Architecture

Gitignore Files: The Filesystem MVP

If you’ve seen me talk about Drupal or are an avid reader of the blog, you probably know I do a lot of work with Acquia’s Build and Launch Tools (BLT). Recently BLT launched it’s 12th major release to support Drupal 9.x. During that release process there was a significant re-architecting of some of the functionality in BLT (and as a result, a fair amount of functionality was broken out into separate plugins). Dane Powell, BLT’s current maintainer, wrote up a great update guide that covers this in more detail if you’re interested.

As part of this re-architecting the long-used blt-project was sunsetted in favor of Acquia’s drupal-recommended-project. As with any new project, it has had a few minor tweaks that have been made. And one of those tweaks had to do with the .gitignore file. You know what?
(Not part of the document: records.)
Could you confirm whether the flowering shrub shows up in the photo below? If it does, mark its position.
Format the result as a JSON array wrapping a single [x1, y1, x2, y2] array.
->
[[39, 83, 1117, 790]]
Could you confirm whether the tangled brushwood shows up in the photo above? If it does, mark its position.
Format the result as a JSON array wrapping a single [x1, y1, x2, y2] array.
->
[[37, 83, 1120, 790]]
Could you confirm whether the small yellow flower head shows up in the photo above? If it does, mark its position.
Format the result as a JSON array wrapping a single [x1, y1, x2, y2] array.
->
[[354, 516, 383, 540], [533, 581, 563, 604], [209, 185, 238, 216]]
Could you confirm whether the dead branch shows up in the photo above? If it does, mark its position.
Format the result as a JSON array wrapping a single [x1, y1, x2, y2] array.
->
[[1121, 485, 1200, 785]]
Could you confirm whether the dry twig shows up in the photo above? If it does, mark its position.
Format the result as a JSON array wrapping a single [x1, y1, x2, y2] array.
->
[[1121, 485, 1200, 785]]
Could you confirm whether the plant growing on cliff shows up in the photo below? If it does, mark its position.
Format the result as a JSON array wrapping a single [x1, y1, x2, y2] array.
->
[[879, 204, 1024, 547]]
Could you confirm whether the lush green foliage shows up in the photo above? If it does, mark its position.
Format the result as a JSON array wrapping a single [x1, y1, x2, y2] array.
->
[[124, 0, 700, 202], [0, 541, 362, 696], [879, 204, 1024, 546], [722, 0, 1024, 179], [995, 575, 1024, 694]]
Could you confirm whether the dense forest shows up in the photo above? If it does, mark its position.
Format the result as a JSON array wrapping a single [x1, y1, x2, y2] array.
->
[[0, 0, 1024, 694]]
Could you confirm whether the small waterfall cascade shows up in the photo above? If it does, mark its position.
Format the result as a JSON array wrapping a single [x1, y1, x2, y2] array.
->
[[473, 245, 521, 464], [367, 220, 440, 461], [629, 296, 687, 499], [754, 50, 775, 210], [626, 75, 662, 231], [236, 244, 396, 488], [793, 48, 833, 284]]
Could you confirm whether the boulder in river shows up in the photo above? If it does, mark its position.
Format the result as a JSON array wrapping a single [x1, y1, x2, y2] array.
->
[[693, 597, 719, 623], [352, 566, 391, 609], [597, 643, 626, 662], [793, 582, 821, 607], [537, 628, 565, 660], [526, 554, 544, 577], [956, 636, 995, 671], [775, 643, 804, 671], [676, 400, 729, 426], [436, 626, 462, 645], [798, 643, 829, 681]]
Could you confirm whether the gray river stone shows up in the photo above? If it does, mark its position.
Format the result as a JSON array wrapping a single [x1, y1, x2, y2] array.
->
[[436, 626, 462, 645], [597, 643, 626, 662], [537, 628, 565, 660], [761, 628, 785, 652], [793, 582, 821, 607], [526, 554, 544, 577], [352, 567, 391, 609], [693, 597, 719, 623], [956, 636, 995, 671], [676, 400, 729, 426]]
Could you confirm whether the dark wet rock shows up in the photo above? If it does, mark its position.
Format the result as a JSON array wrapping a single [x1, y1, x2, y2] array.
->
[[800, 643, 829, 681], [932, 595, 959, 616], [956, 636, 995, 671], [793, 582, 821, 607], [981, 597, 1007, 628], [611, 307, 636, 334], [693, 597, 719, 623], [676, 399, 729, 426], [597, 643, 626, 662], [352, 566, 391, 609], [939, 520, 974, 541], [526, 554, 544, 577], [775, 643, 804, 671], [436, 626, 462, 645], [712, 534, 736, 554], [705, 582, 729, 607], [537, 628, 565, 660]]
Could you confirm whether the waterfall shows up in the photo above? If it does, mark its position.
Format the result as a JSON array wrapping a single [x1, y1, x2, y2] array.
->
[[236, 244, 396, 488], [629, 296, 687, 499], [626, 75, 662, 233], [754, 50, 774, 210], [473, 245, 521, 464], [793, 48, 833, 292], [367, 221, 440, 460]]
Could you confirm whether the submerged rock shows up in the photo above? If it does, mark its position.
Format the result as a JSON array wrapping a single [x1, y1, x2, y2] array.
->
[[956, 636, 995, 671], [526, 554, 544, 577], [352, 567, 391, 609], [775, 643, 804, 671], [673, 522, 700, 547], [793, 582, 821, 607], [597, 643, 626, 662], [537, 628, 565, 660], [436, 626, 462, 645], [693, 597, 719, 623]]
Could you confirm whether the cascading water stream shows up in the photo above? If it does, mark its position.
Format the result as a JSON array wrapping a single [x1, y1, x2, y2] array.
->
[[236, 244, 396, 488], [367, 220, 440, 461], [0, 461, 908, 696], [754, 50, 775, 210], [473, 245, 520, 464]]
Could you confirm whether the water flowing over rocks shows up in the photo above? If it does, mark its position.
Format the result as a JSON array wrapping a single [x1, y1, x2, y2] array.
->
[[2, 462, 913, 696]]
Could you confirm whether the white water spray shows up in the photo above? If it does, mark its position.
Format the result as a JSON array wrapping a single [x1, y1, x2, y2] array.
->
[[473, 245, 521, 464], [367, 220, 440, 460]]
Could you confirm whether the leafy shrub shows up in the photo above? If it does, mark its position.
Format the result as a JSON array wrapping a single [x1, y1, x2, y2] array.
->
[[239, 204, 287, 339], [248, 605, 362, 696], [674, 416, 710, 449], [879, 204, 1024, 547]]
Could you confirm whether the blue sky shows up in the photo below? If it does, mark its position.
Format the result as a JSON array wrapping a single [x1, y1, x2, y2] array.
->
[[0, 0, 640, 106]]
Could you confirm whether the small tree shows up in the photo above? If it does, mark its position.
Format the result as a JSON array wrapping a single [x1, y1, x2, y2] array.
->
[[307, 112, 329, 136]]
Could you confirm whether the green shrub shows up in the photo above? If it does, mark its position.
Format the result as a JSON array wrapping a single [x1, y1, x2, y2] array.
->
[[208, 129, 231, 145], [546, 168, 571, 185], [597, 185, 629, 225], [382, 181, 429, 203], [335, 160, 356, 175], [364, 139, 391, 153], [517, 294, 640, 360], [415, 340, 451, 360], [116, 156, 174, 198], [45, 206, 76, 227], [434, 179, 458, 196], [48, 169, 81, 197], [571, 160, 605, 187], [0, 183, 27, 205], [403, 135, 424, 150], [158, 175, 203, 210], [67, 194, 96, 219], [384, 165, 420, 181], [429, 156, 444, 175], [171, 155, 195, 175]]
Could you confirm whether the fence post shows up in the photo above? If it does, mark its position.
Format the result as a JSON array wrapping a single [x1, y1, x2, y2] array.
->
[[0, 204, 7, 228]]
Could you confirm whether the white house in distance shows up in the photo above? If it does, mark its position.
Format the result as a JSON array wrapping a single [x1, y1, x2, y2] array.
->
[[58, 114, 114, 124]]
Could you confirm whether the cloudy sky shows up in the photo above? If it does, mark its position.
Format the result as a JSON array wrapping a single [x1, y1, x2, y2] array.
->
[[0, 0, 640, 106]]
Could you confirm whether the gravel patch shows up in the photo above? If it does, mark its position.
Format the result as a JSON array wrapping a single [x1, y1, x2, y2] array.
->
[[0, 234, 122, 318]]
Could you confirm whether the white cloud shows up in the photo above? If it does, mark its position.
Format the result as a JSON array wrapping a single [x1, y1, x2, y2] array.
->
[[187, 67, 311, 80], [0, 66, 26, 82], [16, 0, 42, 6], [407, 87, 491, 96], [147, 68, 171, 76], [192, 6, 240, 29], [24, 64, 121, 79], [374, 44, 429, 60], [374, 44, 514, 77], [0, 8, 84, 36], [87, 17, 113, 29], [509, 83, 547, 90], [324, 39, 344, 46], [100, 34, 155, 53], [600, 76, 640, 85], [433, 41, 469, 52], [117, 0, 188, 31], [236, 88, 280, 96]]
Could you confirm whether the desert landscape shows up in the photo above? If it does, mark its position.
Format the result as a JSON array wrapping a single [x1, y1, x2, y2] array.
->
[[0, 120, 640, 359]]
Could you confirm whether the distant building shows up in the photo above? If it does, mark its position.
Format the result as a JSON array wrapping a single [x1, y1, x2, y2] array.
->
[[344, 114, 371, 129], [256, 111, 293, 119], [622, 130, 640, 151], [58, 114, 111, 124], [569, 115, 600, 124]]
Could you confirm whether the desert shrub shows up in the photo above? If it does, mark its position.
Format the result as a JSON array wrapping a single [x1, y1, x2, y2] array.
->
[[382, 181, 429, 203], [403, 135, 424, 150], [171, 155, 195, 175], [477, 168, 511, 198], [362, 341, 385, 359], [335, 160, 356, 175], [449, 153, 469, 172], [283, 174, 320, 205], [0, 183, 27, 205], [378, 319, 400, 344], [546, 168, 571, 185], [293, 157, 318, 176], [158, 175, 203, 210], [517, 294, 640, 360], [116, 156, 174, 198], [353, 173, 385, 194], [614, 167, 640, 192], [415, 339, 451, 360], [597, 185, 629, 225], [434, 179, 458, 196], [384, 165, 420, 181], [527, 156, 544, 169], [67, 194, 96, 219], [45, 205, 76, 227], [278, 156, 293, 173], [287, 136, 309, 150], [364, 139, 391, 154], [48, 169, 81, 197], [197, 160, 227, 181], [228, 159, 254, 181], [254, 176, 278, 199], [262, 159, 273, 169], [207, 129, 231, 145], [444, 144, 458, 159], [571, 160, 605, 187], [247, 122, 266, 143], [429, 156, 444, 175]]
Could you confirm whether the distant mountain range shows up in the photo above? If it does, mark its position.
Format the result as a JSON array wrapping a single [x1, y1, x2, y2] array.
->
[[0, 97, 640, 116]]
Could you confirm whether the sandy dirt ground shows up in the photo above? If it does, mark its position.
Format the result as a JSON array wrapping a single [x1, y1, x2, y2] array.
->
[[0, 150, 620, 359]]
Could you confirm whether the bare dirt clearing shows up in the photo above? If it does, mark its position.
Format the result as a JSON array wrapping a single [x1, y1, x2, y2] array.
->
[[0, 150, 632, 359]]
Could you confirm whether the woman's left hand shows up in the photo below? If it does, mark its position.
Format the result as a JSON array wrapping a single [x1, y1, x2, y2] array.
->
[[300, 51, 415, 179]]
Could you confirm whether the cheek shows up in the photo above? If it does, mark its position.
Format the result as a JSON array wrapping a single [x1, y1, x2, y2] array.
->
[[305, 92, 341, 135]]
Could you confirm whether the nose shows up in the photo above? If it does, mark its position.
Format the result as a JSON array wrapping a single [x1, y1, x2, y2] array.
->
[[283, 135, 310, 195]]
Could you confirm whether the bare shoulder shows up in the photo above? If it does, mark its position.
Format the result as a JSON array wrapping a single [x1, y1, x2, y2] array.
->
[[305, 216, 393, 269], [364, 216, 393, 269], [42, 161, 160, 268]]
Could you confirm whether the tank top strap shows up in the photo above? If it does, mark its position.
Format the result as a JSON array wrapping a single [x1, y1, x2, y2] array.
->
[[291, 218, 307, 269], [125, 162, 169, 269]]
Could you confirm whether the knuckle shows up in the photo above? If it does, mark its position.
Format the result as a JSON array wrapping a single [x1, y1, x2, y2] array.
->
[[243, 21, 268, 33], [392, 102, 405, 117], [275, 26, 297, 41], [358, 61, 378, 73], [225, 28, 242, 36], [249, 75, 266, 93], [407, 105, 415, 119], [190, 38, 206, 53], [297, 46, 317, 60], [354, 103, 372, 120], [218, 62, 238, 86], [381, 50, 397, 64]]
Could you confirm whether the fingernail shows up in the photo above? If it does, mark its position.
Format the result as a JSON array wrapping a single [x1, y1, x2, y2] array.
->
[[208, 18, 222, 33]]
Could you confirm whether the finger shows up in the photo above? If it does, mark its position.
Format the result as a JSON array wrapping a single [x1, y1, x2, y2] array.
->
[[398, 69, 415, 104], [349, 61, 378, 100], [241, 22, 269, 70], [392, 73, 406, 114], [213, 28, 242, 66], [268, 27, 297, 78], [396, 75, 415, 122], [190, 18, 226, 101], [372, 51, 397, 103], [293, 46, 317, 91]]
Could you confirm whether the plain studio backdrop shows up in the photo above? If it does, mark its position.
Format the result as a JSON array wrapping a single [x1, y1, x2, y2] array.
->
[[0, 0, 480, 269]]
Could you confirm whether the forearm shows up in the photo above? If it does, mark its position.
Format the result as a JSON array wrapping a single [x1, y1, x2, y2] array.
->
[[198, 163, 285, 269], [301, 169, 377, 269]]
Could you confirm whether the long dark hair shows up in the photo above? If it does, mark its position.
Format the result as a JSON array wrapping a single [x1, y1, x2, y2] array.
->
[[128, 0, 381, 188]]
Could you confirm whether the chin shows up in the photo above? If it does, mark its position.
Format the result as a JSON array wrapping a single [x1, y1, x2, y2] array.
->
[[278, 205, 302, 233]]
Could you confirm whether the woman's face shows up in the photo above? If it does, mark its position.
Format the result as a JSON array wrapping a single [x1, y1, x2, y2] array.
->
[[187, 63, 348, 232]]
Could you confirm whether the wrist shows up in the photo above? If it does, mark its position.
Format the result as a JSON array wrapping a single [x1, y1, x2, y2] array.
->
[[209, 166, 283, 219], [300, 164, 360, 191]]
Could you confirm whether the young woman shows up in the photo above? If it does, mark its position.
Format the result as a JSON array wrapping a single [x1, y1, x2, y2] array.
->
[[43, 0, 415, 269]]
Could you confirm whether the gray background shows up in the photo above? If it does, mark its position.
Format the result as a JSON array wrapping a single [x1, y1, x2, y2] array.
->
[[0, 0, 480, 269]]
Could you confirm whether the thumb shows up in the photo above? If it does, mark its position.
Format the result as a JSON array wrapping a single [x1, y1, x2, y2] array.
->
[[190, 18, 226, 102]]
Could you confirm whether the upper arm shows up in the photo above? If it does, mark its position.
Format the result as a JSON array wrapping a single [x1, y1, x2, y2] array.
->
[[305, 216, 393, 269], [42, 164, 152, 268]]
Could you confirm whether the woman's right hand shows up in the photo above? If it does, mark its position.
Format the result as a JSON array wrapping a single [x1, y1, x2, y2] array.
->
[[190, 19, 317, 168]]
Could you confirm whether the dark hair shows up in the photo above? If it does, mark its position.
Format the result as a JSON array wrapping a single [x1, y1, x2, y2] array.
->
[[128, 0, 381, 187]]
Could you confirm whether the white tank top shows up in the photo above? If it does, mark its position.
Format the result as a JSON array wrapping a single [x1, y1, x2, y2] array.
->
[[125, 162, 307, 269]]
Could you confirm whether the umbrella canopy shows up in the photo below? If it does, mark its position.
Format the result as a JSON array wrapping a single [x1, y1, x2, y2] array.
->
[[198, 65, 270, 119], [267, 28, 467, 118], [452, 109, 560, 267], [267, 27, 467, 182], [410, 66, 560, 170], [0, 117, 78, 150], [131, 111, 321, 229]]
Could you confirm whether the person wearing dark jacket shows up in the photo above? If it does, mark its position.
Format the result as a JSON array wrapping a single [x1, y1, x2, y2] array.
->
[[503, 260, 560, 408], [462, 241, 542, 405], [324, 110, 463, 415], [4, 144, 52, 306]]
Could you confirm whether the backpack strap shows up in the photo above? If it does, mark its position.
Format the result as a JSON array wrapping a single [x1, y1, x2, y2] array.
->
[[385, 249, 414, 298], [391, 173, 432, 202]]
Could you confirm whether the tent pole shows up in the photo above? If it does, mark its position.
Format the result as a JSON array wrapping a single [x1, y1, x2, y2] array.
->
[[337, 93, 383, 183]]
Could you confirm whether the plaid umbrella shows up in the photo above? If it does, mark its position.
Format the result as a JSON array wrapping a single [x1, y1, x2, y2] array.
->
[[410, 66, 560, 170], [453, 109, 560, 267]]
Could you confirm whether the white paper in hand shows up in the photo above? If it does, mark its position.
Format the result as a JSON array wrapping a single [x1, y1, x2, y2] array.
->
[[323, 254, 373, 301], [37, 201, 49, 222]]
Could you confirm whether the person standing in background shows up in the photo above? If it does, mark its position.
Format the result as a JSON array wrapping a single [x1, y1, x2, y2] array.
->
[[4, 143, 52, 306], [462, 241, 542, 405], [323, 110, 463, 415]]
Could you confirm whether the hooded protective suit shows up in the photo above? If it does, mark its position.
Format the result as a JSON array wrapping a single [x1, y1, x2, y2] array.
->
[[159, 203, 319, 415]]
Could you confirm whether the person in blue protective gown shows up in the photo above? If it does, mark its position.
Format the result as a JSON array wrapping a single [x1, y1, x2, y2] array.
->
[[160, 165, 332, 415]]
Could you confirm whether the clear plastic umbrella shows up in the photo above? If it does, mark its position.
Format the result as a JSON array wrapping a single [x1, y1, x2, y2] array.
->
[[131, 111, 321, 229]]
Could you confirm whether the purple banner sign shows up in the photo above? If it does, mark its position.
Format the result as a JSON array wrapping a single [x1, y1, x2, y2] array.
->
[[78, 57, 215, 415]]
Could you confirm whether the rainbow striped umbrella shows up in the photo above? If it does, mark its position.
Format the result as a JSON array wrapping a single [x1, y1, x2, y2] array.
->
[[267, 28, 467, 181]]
Having an improperly formatted .gitignore file really really makes life difficult.

So in this post I wanted to talk a little bit about why the .gitignore file is your filesystem MVP.

What is a .Gitignore File?

There’s git commands for just about anything you could possibly want to do with it. That’s one of the reasons git is so popular and so powerful. But, there isn’t actually a command to ignore something. If you have something you don’t want git to manage for you, you have to create a rule. And that rule lives in a special dot file called the .gitignore.

For more information, check out Atlassian’s documentation (which is pretty thorough). Keep in mind that .gitignore files are a git construct and not specific to any specific git host. So Github, Gitlab, Bitbucket, your local git, etc. all respect .gitignore files (and respect them in exactly the same way). So that’s pretty cool!

Why Should You Use a .Gitignore File?
(Why is it the MVP?)

I’ve talked a bit in previous posts about critical files that should be included in your repositories. It’s just as important (if not more so) to keep the wrong files out of your git repo and the .gitignore is the last line of defense for this.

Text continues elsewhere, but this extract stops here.